Marc-Edouard Nabe : le "no-mén !" de la littérature
Celui qui toujours nie
S’il est parfois, sinon souvent, difficile de trouver chez Nabe une pensée un tant soit peu cohérente, mais bien plutôt des humeurs (souvent "mauvaises") et beaucoup de déception et de colère jusqu’au ressentiment et la tentation du sabordage de soi...
En revanche, il y a chez lui des moments de lucidité bien trop rares dans le monde littéraire ; lucidité sur son Art qu’est l’écriture et sur ceux qui en ont fait leur métier : les éditeurs et les critiques -, sans oublier les lecteurs.
"Ce devrait être une vocation de la littérature, une vocation d’ordre apostolique et évangélique, d’être un don de sa parole à des gens qui ont besoin d’elle pour en être soulagés (....).
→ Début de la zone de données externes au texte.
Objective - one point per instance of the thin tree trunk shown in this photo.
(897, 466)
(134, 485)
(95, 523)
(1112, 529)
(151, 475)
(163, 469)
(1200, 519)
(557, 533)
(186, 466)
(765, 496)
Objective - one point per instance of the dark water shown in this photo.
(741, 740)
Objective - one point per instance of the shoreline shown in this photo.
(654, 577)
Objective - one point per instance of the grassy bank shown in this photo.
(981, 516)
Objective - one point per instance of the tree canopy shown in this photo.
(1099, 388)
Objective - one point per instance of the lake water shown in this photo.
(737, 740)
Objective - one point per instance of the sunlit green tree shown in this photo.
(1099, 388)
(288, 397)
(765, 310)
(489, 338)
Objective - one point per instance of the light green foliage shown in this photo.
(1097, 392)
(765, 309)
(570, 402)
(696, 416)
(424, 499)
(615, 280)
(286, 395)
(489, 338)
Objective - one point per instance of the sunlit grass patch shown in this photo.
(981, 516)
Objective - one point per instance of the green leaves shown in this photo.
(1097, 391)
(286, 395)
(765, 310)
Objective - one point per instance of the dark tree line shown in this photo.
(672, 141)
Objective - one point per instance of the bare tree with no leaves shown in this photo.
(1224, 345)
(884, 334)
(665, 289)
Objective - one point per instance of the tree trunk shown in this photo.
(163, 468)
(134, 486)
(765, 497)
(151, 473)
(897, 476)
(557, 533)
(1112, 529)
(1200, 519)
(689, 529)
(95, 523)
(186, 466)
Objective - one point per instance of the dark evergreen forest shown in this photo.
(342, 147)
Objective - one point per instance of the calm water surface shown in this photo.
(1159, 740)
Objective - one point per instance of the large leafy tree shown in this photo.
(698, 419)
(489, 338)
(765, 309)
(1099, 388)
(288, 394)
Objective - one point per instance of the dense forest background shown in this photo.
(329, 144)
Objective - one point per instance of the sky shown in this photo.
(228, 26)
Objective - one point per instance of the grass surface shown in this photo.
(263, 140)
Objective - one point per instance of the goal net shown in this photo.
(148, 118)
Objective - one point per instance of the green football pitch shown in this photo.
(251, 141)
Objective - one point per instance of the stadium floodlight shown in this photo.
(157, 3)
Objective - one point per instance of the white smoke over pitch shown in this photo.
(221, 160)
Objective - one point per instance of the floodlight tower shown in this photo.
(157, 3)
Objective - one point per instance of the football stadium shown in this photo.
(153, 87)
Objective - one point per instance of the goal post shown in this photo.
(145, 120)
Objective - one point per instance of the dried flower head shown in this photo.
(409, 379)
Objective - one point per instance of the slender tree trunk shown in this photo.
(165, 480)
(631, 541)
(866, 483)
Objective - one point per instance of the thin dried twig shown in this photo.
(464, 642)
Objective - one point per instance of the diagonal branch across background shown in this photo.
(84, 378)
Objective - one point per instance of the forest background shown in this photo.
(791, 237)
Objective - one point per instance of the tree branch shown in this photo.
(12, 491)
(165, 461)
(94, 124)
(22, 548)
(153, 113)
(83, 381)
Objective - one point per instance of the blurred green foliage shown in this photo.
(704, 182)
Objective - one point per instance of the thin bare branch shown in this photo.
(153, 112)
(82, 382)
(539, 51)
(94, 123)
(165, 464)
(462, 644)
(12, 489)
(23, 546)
Le don de son verbe qui échappe à tout contrôle et qui est du côté de la liberté la plus totale (...). Parler pour les autres - y compris de soi, pourquoi pas."
Ou bien encore : "Il y a un écart énorme entre le livre et la littérature dont les écrivains ne sont pas conscients ou ne veulent pas être conscients."
On trouvera aussi chez Nabe un fond imaginaire d’une grande richesse (Florent Georgesco).
"... ce monde littéraire qui décidément aura toujours été un obstacle entre la littérature et son lecteur. Certains sont résolus à faire sauter les intermédiaires. Plus de journal, plus de livre. L’idéal pour un écrivain aujourd’hui serait un texte immanent, suspendu dans l’atmosphère, un texte qu’un avion écrirait dans le ciel avec la fumée de ses réacteurs !"
Nabe sacrifie tout au style, le sens passant à la trappe, le plus souvent.
Or, en littérature, tous les grands stylistes ont aussi une tête bien faite.
Certes, il est dit qu’en littérature, ce qui importe ce n’est pas ce qui est écrit mais bien… comment c’est écrit…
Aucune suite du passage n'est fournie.